Workers World and its branches around the country condemn in the strongest terms the cowardly, brutal assassination of Georges Henri Honorat, a prominent editor of Haïti Progrès and secretary general of Haiti’s Popular National Party, on March 23. The 55-year-old Honorat was shot twice in a drive-by assault in front of his home in the Delmas section of Port-au-Prince, Haiti’s capital.
Honorat was an important voice of opposition against the pro-U.S., pro-imperialist puppet regimes in Haiti, including those of Jean-Claude “Baby Doc” Duvalier and his father, Francois “Papa Doc” Duvalier. Honorat advocated for the return of Jean-Bertrand Aristide, the first democratically elected president of Haiti, to his rightful place of leadership. Aristide was forced twice into exile, first in 1991 and then in 2004, with the backing of the U.S. government.

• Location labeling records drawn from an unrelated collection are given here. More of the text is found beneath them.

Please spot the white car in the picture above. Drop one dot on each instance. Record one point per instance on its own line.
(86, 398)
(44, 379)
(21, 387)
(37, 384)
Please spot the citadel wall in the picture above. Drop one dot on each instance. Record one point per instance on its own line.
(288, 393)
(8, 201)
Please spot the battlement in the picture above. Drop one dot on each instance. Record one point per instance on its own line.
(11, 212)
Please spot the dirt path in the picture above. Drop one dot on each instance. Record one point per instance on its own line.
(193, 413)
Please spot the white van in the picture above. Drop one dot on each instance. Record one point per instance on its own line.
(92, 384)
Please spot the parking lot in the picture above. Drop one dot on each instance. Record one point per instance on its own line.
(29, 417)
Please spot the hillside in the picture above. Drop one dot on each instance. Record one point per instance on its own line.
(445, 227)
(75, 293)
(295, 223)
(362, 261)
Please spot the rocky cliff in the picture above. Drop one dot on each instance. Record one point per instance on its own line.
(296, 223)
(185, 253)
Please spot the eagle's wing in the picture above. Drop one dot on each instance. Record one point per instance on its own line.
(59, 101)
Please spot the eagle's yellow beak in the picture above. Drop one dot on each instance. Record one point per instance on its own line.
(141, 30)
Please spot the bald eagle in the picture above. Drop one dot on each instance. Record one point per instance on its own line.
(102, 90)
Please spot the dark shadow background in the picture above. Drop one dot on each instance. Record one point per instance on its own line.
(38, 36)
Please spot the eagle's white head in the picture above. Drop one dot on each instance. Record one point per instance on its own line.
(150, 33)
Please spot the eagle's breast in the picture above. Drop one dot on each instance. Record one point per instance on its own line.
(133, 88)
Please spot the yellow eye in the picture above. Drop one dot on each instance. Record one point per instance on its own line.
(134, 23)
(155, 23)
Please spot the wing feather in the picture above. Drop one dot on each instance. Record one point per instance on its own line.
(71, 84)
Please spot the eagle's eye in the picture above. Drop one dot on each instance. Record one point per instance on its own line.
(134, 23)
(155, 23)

Honorat and his life-partner, Maude LeBlanc, were based for many years in the Haitian community in Brooklyn, N.Y., before moving back to their homeland to continue their activism. Workers World Party and the organizations that WWP works with had the honor of participating with both Honorat and LeBlanc in building mass and political activities in solidarity with the Haitian masses’ ongoing struggle for sovereignty. Part of this struggle included the just demand for reparations amounting to billions of dollars for the centuries-old super-exploitation and plunder of this Caribbean country at the hands of U.S. and French colonialism and imperialism.
To our beloved sister and comrade, Maude LeBlanc, and her immediate family, we offer our deepest condolences and support.
Emmanuel Saintus, another editor of Haïti Progrès, which is published in both Port-au-Prince and Brooklyn, commented that progressives like Honorat receive constant anonymous death threats. Saintus stated following Honorat’s assassination: “Finally, they made the threats a reality by execution. They accused us of being a mouthpiece for the government.” (Associated Press, March 28)
Lionel Lafortune, a Haïti Progrès photographer, said that Honorat was “a true patriot” and that “he sacrificed his life for Haiti.” Workers World agrees wholeheartedly with this sentiment.
Even with the tragic loss of this important leader, the Haitian people will deepen their resolve to continue their heroic struggle for true justice and national liberation, especially now as they challenge a U.S.-backed U.N. occupation. But they should not be alone in that struggle.
Those of us in the belly of the beast, the U.S., have an important obligation to build an independent, revolutionary struggle against all forms of capitalist oppression at home as well as abroad. This is the greatest act of solidarity we can extend to our Haitian sisters and brothers. Don’t mourn, organize! Georges Honorat ¡Presente!